HOWTO: Hidden Web Pages
by John Chambers

There is a lot of information on the World Wide Web that is not reachable by following hyperlinks, and which can only be found if you know the exact spelling of its URL. A number of studies have produced estimated that between 40% and 50% of the information on the Web is in such "hidden" pages.

I'm not talking about hiding things using any sort of encryption or inside databases that require invoking sophisticated CGI scripts. I'm talking about simple web pages that are "on the web" in the sense that anyone who knows the exact URL can type it to a browser and see your page, but the pages can't be found using any sort of search or by following hyperlinks. Hiding information this way is very easy, and requires no sophistication at all.

There's nothing tricky about this. The ability to hide information "in plain sight" has been part of the Web from the early days of the original NCSA and CERN web servers. It was part of their design. If you hide web pages this way, you aren't breaking any rules. You are using the Web the way it was intended to be used.

One very common reason for doing this is that you're working on a new part of your web site. You don't want to be bothered with email asking you dumb questions about the parts that aren't finished yet. This will just waste your time. So you "hide" it all from your public until it's finished. You can get at it from browsers, because you know the URL. You can do all the testing you need. Then, when you're ready, you can "release" it all instantaneously by adding a hyperlink from a public web page.

The basic technique is based on a simple concept: If you use a URL that names a directory, a web server will send you a listing of the directory's contents. You can click on any of the links in the directory listing to see the files or go down into subdirectories. However, if the directory contains a file called "index.html", the server doesn't send a listing, but sends the index.html file instead.

For the computer programmers amongst us, I shouldn't need to say anything more. You know how it works; now go off and do it. But the previous paragraph may need a bit more explanation for some readers. So I'll walk you through how to set up hidden files on your web site.

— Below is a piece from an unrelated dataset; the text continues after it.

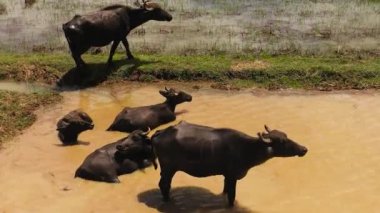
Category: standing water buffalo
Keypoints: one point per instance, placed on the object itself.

This is all easiest if you are on a unix-based server running apache or any of its clones. These account for roughly 2/3 of all web servers. If your web site uses some other kind of server, the ideas are similar, but the names may have been changed.


First, make sure that you have a collection of files in your web directory. Maybe a few subdirectories with some little test files. Use a browser to make sure that they are all accessible. End with your browser showing a listing of your main web directory, or a subdirectory where you'd like hide things.

Next, most if not all browsers have a "Save" in some menu that lets you store the current web page into a file. On Netscape and Internet Explorer, it's in the File menu, labelled "Save As ..." or maybe "Save Page As ...". Use this, and save your directory listing in your web directory with the name "index.html".

Next, verify that this works. If your web server is set up in the usual fashion, when you tell your browser to reload your directory, you will see exactly the same thing as before. If you think about this, there's something curious about it. You just added "index.html" to your directory, but the listing doesn't show it. This is because the web server did not send you a listing of the directory. It sent you that index.html file, which was produced before your new index.html file existed. You already have one hidden web page, the "index.html" file itself. A visitor will think they're seeing a listing of your directory, but they're not.

(If the reload shows "index.html", then your web server has been reconfigured to use some other name. Look in the server's config files, or ask your web master, and change the name to the one that your server uses.)

To further verify this, edit your index.html file. The html for the directory listing will be pretty obvious. Pick one of your files, and delete it from the list. Go back to your browser and tell it to reload the page. That file should no longer be in the list.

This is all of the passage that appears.